Treating glaucoma: a complex puzzle

Article

Michael Chaglasian, OD, Illinois College of Optometry, Chicago, and Eric Schmidt, OD, Omni Eye Specialists, Wilmington, NC, share guidelines for ODs on diagnosing glaucoma during the 2022 Vision Expo West in Las Vegas.

Michael Chaglasian, OD, Illinois College of Optometry, Chicago, and Eric Schmidt, OD, Omni Eye Specialists, Wilmington, NC, provided guidelines for optometrists to diagnose glaucoma correctly.

The key is knowing a patient’s risk factors, they emphasized.

In clinical practice, identifying these patients begins with a risk factor assessment that includes the family history of glaucoma and the presence of diabetes and systemic hypertension.

Familial contribution

Primary open-angle glaucoma is a multifactorial polygenetic disease, Chaglasian and Schmidt explained. The risk of glaucoma in an 80-year-old patient is about 10 times greater for patients with relatives who have glaucoma.

While obtaining the family history is important, new research and developments in genetic testing for glaucoma will hopefully lead to a commercially available in-office test that collects DNA via a cheek swab. Laboratory results of the test would then give the clinician and patient a risk score analysis for the likelihood of developing glaucoma in the future.
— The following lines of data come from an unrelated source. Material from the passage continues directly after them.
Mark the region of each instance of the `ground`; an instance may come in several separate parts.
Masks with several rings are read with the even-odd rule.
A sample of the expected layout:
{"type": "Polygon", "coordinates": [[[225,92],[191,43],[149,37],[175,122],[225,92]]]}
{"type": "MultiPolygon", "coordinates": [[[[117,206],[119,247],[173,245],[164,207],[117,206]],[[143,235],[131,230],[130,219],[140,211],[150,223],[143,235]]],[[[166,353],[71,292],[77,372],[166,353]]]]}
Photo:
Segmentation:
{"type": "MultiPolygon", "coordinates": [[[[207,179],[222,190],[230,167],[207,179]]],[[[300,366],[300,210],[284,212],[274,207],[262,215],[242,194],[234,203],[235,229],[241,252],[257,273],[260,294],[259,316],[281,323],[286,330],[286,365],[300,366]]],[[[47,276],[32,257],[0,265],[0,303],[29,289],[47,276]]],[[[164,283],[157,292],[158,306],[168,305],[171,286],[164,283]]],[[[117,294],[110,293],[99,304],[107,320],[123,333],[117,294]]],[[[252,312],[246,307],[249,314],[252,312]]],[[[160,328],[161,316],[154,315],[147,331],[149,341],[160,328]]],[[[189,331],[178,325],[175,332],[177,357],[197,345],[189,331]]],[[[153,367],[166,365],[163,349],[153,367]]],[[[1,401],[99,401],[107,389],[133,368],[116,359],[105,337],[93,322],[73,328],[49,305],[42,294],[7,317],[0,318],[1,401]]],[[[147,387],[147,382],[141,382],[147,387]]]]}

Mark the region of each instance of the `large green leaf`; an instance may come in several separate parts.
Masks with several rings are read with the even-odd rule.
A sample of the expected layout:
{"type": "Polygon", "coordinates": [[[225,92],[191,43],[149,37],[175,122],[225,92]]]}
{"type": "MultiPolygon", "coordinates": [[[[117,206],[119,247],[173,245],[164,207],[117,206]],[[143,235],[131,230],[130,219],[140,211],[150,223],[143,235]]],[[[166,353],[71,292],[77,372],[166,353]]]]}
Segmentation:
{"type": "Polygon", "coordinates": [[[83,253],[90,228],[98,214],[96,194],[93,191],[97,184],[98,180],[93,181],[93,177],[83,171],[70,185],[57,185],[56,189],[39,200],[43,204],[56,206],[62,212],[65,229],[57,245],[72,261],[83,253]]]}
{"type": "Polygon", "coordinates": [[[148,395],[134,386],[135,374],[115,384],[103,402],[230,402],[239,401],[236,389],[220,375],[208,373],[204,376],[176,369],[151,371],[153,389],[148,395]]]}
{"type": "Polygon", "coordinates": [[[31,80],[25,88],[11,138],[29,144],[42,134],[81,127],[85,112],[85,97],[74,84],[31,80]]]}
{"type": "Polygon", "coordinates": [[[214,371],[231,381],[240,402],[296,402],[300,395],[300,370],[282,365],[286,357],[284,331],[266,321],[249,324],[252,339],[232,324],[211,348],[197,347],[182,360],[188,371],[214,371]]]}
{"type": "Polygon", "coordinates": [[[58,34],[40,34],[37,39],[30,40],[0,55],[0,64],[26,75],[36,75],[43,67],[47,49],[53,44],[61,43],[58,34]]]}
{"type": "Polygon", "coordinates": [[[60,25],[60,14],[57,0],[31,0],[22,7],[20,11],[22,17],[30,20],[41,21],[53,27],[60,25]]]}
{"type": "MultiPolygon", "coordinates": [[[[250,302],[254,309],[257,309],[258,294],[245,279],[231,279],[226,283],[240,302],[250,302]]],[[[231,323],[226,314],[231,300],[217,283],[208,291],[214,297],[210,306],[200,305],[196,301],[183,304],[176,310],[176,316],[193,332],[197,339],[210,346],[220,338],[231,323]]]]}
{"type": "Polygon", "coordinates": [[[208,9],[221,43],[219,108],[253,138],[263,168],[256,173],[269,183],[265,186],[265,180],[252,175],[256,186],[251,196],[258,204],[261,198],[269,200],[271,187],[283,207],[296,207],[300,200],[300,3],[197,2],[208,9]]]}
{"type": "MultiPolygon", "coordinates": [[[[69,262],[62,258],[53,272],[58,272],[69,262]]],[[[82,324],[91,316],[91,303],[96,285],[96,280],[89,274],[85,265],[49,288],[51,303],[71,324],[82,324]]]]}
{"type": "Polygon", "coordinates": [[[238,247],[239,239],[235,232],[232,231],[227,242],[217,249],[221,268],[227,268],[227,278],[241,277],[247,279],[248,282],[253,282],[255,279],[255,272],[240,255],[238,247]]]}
Despite this propensity, other factors unrelated to genetics are strongly associated with glaucoma development.

Diabetic component

The presence of diabetes is associated with roughly a 1.35 times greater risk, from a meta-analysis of many population-based studies. While not a strong risk factor for open-angle glaucoma, some of the major studies have suggested that diabetes is a risk factor for glaucoma progression in those who already have the disease.

Elevated systemic pressure

Glaucoma is not linked to high blood pressure (BP), and elevated levels may be protective against glaucoma. Low BP is a factor in ocular perfusion pressure, and the glaucoma risk increases when the ocular perfusion pressure is below 50 to 55 mmHg.

Likewise, cardiovascular disease is not a typical risk factor for glaucoma.

Clinicians should be aware that rosuvastatin (Crestor, AstraZeneca), a statin, increased the risk of development of open-angle glaucoma in a few early studies. Other statins are not involved in the onset of glaucoma.

When to treat

This is not as simple as treating everyone with an intraocular pressure (IOP) over 21 mmHg. Treatment is postponed in patients considered low risk until there is evidence of glaucomatous damage on optical coherence tomography images or in visual field testing.

In patients with significant risk factors, clinicians may decide to treat early, before any structural or functional changes develop.

The quandary can be sorted out by categorizing those who should be treated as those with a positive family history and elevated IOP; those who should not be treated as those with normal imaging and a younger age; and those with mixed findings of a suspicious optic nerve, central corneal thickness of 570 microns, and those with unreliable visual fields.

In patients with suspected glaucoma with IOPs ranging from 21 to 30 mmHg with normal-appearing or suspicious optic nerves but no definitive changes, i.e., visual field defects, and some risk factors, clinicians are advised to follow the Ocular Hypertension Treatment study guidelines as follows: high-risk patients are those with IOP over 22 mmHg and a central corneal thickness less than 555 microns. These ocular hypertensive patients should generally receive topical medication for a 25% to 30% reduction in IOP.

Among patients with IOPs below 21 mmHg, treatment decisions vary by patients. Clinicians are advised to follow patients every 3 to 6 months and repeat imaging, visual fields, and IOP measurement. Another option may be to start treatment for patients with 3 or more risk factors: a cup-to-disc ratio of 0.8 or greater with asymmetric optic nerve heads, African-American heritage, diabetes, and questionable field defects and fluctuating IOP values.

Treatment is generally required in those with ocular hypertension and an IOP exceeding 30 mmHg, and an exception would be those with a central corneal thickness well over 600 microns. Of course, any patient with glaucomatous optic nerve changes; very abnormal characteristic and reliable OCT images, with characteristics for glaucoma; and confirmed visual loss should be treated.

“Glaucoma diagnosis can be complex, and an organized step-by-step approach is best,” Chaglasian and Schmidt emphasized.